There were 116 households, of which 25.9% had children under the age of 18 living with them, 44.0% were married couples living together, 5.2% had a female householder with no husband present, 9.5% had a male householder with no wife present, and 41.4% were non-families. 31.0% of all households were made up of individuals, and 9.5% had someone living alone who was 65 years of age or older. The average household size was 2.30 and the average family size was 2.79.

The median age in the city was 46.2 years. 17.6% of residents were under the age of 18; 8.6% were between the ages of 18 and 24; 21.7% were from 25 to 44; 38.9% were from 45 to 64; and 13.1% were 65 years of age or older. The gender makeup of the city was 54.3% male and 45.7% female.

===2000 census===
As of the census of 2000, there were 295 people, 110 households, and 75 families residing in the city. The population density was 290.5 PD/sqmi. There were 120 housing units at an average density of 118.2 /sqmi. The racial makeup of the city was 93.56% White, 2.71% African American, and 3.73% from two or more races.

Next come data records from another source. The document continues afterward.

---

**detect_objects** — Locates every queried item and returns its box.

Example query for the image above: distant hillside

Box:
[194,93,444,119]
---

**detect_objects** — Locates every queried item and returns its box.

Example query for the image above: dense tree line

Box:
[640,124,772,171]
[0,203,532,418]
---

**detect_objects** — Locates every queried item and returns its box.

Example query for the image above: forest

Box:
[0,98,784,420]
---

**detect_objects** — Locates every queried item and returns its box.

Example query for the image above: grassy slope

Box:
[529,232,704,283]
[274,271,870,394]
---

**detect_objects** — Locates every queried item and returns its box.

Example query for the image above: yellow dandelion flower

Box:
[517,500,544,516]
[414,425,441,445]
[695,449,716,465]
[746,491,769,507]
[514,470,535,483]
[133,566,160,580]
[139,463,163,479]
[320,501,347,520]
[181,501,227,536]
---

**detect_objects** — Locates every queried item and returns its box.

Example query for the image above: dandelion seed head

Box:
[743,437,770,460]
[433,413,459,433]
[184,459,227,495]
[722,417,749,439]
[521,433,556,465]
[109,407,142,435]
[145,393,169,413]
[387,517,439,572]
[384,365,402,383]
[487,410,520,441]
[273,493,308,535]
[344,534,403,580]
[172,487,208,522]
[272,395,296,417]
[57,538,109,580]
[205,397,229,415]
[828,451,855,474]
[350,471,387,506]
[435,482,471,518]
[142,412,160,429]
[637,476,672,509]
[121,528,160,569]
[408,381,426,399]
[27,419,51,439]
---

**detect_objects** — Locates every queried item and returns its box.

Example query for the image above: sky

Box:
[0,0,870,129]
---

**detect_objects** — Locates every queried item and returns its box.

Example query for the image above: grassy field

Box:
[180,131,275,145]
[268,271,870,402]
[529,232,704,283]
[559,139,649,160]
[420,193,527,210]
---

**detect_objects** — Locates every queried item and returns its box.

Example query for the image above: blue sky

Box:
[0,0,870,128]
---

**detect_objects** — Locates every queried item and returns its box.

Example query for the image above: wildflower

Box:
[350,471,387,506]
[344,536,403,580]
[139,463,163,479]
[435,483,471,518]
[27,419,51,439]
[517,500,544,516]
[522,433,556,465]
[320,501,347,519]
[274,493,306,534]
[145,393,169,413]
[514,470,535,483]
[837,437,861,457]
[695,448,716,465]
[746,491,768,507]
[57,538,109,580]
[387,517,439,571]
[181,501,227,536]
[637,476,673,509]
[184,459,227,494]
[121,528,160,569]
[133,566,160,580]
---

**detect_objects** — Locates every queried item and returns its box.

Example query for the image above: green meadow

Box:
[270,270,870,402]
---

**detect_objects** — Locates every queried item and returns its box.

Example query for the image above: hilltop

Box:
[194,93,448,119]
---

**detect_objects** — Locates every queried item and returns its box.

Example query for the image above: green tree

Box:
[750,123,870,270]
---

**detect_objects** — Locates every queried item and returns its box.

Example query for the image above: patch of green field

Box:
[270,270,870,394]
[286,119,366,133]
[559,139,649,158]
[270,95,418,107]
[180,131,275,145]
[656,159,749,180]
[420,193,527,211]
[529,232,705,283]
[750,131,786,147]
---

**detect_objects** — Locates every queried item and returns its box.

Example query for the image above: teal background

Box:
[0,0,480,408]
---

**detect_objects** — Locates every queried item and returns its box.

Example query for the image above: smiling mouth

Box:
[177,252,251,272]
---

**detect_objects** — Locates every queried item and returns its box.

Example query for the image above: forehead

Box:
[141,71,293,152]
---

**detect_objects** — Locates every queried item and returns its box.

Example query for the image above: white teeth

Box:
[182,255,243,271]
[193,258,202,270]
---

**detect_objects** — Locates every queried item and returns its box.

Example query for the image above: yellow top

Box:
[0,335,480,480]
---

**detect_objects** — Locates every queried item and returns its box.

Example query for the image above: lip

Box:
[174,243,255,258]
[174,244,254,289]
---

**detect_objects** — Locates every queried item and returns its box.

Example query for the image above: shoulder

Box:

There were 110 households, out of which 29.1% had children under the age of 18 living with them, 52.7% were married couples living together, 8.2% had a female householder with no husband present, and 31.8% were non-families. 23.6% of all households were made up of individuals, and 7.3% had someone living alone who was 65 years of age or older. The average household size was 2.68 and the average family size was 3.23.

In the city the population was spread out, with 26.1% under the age of 18, 8.1% from 18 to 24, 29.8% from 25 to 44, 26.8% from 45 to 64, and 9.2% who were 65 years of age or older. The median age was 37 years. For every 100 females, there were 121.8 males. For every 100 females age 18 and over, there were 107.6 males.

The median income for a household in the city was $41,875, and the median income for a family was $45,000. Males had a median income of $30,357 versus $24,554 for females. The per capita income for the city was $17,693. About 4.2% of families and 7.6% of the population were below the poverty line, including 9.1% of those under the age of eighteen and none of those 65 or over.

==Education==
It is in the Missouri City 56 School District, an elementary school district.